I keep hearing that authors should have a "platform". If you write a book about a beagle then you better be the president of the beagle society. Writing a book about Egyptian excavation? Well, you better spend your free time mummifying your relatives. I generally ignore buzz words unless they make me feel inadequate. This one makes my 5.6 (with favorite heels on) self feel especially short.

My next book, Who put the B in the Ballyhoo? is about the circus. I can't juggle, I am terrified of clowns, and my last name doesn't end with Barnum or Bailey. What's a circus-loving girl to do without a platform?

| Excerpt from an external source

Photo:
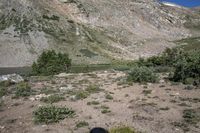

I know my publisher realized that I didn't have a platform before they signed the book. I was not at the acquisition meeting, but my active imagination has vividly recreated it:

Publisher: what is this author's platform? (publisher has that delighted "I just used an industry buzz word" look)
Editor: Well, I believe her third cousin, twice removed, trained big cats until an unfortunate incident with a hungry Bengal tiger. Oh, and she can paint.
Publisher: hmmm...can she perform any circus tricks?
Editor: um well no...no wait.. I think she mentioned a hidden sword swallowing talent. She is also very handy with a paint brush!
Publisher: Will she swallow swords to sell books?
Editor: I could certainly ask.
Publisher: well, if she will swallow swords then sign her up. And if not, then maybe we could count on that painting thing.

And there you have it. A sad tale of a midget circus girl with a lonely paint brush and no circus tricks. What will be her book's fate????? (insert dramatic organ music here)

Someone out there give me some ideas, hope, sage advice, or maybe just a stepping stool. How do you promote a book without a platform?